Of course, Amazon isn’t the only company selling image recognition software to law enforcement. For instance, Motorola Solutions, in collaboration with Neurala, is working on real-time object recognition technology for body cameras. Microsoft, meanwhile, offers facial recognition for clients of its own cloud storage platform.


Related: The Vast, Secretive Face Database That Could Instantly ID You In A Crowd


But civil liberties organizations are particularly focused on Amazon’s technology because of its low cost and marketing around body-worn cameras. Furthermore, Amazon has at times presented itself as an ally to the consumers, says Adam Schwartz, a senior staff attorney for the Electronic Frontier Foundation.

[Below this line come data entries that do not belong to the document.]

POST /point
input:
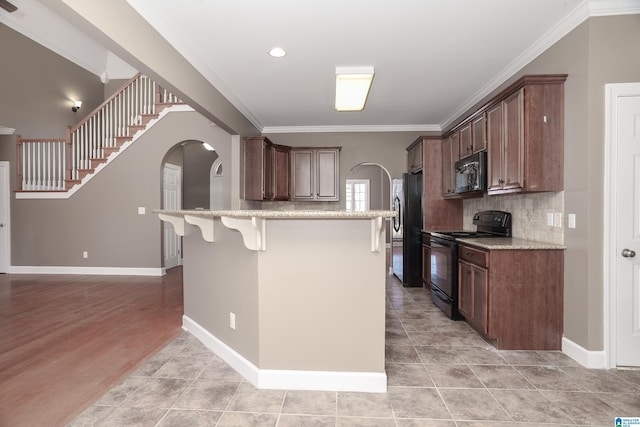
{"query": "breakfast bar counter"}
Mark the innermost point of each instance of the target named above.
(290, 299)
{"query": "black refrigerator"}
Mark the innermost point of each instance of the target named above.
(406, 242)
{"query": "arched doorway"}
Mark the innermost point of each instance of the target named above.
(188, 171)
(376, 181)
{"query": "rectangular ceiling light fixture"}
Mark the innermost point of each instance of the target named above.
(352, 87)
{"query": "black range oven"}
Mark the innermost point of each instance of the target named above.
(443, 261)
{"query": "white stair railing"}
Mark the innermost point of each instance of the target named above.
(57, 164)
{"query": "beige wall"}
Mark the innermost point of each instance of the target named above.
(102, 217)
(117, 26)
(307, 309)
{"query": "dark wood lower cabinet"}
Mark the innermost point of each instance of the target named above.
(514, 298)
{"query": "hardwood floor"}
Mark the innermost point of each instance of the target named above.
(66, 339)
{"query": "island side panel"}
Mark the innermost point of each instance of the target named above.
(222, 278)
(322, 297)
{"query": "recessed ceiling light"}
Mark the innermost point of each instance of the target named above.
(352, 87)
(277, 52)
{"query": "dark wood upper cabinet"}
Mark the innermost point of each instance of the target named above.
(529, 137)
(479, 133)
(450, 155)
(522, 129)
(281, 174)
(494, 147)
(466, 146)
(414, 156)
(266, 170)
(315, 174)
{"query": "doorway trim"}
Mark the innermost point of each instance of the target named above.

For instance, at the end of 2016, Amazon refused to hand over data from one of its Echo devices in relation to a murder case, although it ultimately relented after the accused consented. 

“It’s disappointing that Amazon, in particular, has gotten into this market,” Schwartz says.

We reached out to Amazon for comment and will update if we hear back.

Update 1:10 p.m.: This article has been clarified to better reflect the technology that Motorola Solutions and Neurala are currently collaborating on.